Nanog, that all-important protein, has been shown to be important in keeping cells from differentiating; it has now also been shown to be useful in turning embryonic cells that had begun differentiating back into pluripotent stem cells, according to an article on Medical News Today. (The story also contains the factoid that “Nanog is named for the legendary Celtic land Tir nan Og where people remained forever young.”) Researchers from the Salk Institute for Biological Studies have a forthcoming paper explaining how the cells can revert to a more primal state.

The researchers already knew that BMP, which is a bone muscle growth agent, was the likely cause of cultured embryonic stem cells beginning to differentiate into muscle cells, and that when they were forced to produce Nanog they reverted back. The current study explains what Nanog is actually doing: it binds with another protein called Smad1. Smad1 is then unable to activate necessary co-activators in the cell and thus can’t express the muscle-forming gene.

One of the implications of the research is that it might be possible to cause differentiated cells in a body to return to a stem-cell state, thus allowing regeneration of tissue. It would clinically be pretty complicated even if possible, so don’t expect this soon. But it’s still pretty cool to think about turning back the cellular clock.
Related to the issue of cellular states is the age of DNA. News-Medical.Net reports that researchers at the Pasteur Institute have shown that stem cells retain their DNA; errors in copying may occur when the cell divides, but the errors show up in the daughter cell and not in the new stem cell. The researchers tracked the development of mouse muscle both in culture and in actual mice and showed the stem cell and the daughter cell contained different DNA. The lead researcher was quoted as saying, “It appears that the cellular machinery distinguishes old from new when it comes to DNA, and it may use this distinction to protect the body from mutations and cancer.

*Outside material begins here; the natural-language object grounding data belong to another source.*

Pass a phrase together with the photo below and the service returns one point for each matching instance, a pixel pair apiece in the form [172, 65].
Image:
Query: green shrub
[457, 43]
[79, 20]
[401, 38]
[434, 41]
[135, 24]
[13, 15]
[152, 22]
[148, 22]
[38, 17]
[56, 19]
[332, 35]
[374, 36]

It is also possible that this mechanism is used to silence gene expression in the stem cell.”

I’m wondering if either or both of these studies will eventually connect to telomeres in some fashion; since stem cells keep their telomeres but dividing normal cells lose bits off the end with every division, until they can no longer divide, perhaps telomere length is related to the signals that cause the cell to differentiate and then divide. It would also be interesting to combine these two studies and find out if cells that were differentiated back into the stem cell state contained the DNA of the original stem cell or if it had already altered.